Fever, headache, and body ache are commonly observed among confirmed KFD or AHF patients along with myalgia, retro-orbital pain, sore throat, rash, cough, diarrhea and vomiting, anorexia, and hypotension. Blood may contain elevated liver enzymes. Severe or fatal cases may include hemorrhagic manifestations, such as epistaxis (bleeding from the nose), ecchymoses (bleeding under the skin), petechiae, vomiting blood, or neurological disease, including convulsions, coma, and encephalitis. Many flaviviruses cause hemorrhagic disease, while others cause neurological disease. In the case of KFDV, both hemorrhagic and neurological diseases may occur simultaneously. Symptoms typically persist for 5 days. A second episode of fever may also occur.

Despite their genetic similarities, some clinical findings differ in human cases of KFD and AHF, while other findings are similar. Neurologic involvement is more commonly seen during AHF, while gastrointestinal hemorrhage is more commonly seen in people with fatal KFD. Transient lymphopenia is a prominent feature of both diseases, perhaps as a result of an early type I IFN response that leads to upregulation of the following interferon-stimulated genes (ISGs): Mx1, 2′,5′-oligoadenylate synthase (OAS), ISG15; interferon response factor 7 (IRF7); signal transducer and activator of transcription-1 (STAT-1); and toll-like receptor-3 (TLR-3), as is seen in various mosquito-borne flavivirus diseases as well. Humans infected with either viral type also develop hypoalbuminemia and elevated blood urea nitrogen and liver transaminase.

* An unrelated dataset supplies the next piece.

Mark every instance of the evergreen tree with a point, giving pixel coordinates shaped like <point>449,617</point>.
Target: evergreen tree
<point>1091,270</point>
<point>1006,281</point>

In immunocompetent mouse strains (C57BL/6, C3H, and A/J) inoculated subcutaneously with either KFDV or AHFV, KFDV infection is more likely to be lethal (90%–100% mortality rate vs 10%–50%, in KFD and AHF, respectively) and is associated with higher viral loads. The KFDV-infected mice have greater abnormalities in chemistry panels and pathology in the brain and gastrointestinal tract than AHFV-infected mice. In the mouse model, both viruses disseminate to the spleen within 24 h after infection, with a lower viral load present in the AHFV-infected mice. KFDV replicates in the small intestine, and by day 6 postinfection, causes acute necrotizing disease. AHFV loads are lower in the intestine during this time period without evidence of gastrointestinal hemorrhage, although mice infected with either virus develop inflammation of enteric nerve plexi, associated with neuronal degeneration and depletion. Unlike the situation in humans, however, mice did not become febrile or develop biphasic or delayed onset disease.